Smart Pre-processing and Training
Before training, the canine datasets underwent tissue segmentation and tiling into ROIs similar in size to MIDOG++. Further tiling into smaller 640×640 pixel patches with overlap helped prevent mitotic figures from being cut off at tile borders. A significant addition was the inclusion of 80,000 background tiles (without mitotic figures) to enhance the model’s ability to distinguish between mitotic and non-mitotic regions.
During training, a custom batch sampler was employed to ensure an equal representation of human and canine-derived images, mitigating species imbalance. Various data augmentations were applied, including horizontal and vertical flipping, small random rotations, and mosaic augmentation. Crucially, stain normalization using a Multi-target Macenko method was used to simulate natural H&E staining variations, improving the model’s generalization and robustness across different domains. Geometric scale-altering transforms were avoided to preserve the perceived size of mitoses.
Inference and Post-processing for Accuracy
At the testing phase, ROIs were again tiled into 640×640 patches with overlap and fed into the YOLOv12 detector. Several post-processing steps were then applied. Test-Time Augmentation (TTA) was used to evaluate each tile under different geometric transformations, merging predictions afterward to increase robustness and recall. To consolidate overlapping or redundant detections, a Weighted Boxes Fusion (WBF) strategy was implemented, which aggregates bounding boxes by computing a confidence-weighted average of their coordinates, thereby improving spatial precision and reducing duplicates.
Also Read:
- SDF-YOLO: A Focused AI Approach for Robust Mitotic Figure Detection in Pathology
- Enhancing Mitotic Figure Detection in Cancer Diagnostics with Attention-Guided AI
Promising Results and Future Directions
The proposed methodology achieved an F1-score of 0.801 on the MIDOG 2025 preliminary test set, with a precision of 0.808 and a recall of 0.794. This balanced performance indicates the YOLOv12 model effectively avoids both false positives and excessive false negatives. Furthermore, with an inference time of under 7 seconds per ROI on an NVIDIA A40 GPU, the algorithm demonstrates practical compatibility for clinical deployment.

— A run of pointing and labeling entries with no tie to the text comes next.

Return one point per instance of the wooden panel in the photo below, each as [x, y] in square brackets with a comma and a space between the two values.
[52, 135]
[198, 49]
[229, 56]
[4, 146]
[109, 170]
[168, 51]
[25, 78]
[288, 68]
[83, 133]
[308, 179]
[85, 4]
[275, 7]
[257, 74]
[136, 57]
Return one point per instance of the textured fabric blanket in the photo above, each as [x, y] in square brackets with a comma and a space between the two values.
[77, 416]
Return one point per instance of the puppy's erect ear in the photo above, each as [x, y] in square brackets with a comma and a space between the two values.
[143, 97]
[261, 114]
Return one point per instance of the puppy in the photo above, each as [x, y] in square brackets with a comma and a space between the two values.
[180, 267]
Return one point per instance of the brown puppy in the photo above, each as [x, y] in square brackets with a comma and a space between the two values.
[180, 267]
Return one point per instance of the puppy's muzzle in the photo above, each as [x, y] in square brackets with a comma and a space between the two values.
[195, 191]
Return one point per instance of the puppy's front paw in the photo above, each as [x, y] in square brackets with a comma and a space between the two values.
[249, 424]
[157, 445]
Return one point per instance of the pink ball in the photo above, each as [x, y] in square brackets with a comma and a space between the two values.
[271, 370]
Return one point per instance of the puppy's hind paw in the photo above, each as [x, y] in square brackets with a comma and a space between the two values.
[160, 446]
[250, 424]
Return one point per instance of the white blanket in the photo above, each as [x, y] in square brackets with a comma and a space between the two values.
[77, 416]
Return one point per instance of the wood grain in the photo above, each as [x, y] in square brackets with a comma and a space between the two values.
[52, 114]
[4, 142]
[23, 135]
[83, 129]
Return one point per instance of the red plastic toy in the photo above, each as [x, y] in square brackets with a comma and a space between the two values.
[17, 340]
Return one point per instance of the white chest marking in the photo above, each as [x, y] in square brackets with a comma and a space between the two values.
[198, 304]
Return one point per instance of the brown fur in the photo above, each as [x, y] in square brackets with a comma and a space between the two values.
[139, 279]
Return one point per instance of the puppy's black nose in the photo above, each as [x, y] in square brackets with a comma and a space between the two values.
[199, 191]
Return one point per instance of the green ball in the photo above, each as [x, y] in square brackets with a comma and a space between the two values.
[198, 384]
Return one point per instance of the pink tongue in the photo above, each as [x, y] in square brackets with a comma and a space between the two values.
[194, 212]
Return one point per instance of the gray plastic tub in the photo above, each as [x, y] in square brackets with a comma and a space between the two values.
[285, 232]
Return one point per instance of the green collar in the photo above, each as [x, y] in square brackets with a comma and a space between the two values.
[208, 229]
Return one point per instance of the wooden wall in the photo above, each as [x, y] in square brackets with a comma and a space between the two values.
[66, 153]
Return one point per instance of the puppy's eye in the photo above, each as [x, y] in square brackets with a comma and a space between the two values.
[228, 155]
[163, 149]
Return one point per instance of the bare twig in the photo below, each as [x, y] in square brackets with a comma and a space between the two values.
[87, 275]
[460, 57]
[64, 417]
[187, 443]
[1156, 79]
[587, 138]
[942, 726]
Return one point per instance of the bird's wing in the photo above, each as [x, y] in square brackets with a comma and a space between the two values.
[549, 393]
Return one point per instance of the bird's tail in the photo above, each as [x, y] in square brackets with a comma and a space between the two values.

The researchers highlight that a single-stage detector like YOLOv12, when combined with stain normalization and a tile-to-ROI level fusion approach, can deliver strong performance even on images from previously unseen domains. A key advantage of this method is its simplicity, as it does not rely on external data or model ensembling, which contributes to faster inference speeds and easier integration into real-world applications.
While effective, the approach does have limitations, particularly its dependence on fixed heuristic thresholds for confidence and post-processing, which might be suboptimal under significant domain or scanner shifts. An experimental two-stage pipeline, which included a classifier for refinement, did not outperform the single-stage YOLOv12 detector in their tests, suggesting that the initial candidate proposals were already of high quality.
Future research will focus on incorporating well-curated external datasets to introduce broader variability in staining protocols, tissue types, and scanner characteristics, further enhancing the model’s robustness to domain shifts. Additionally, training classifiers on larger, more heterogeneous datasets, especially with hard negative candidates from the YOLOv12 detector, could improve discriminative power and reduce reliance on fixed confidence thresholds.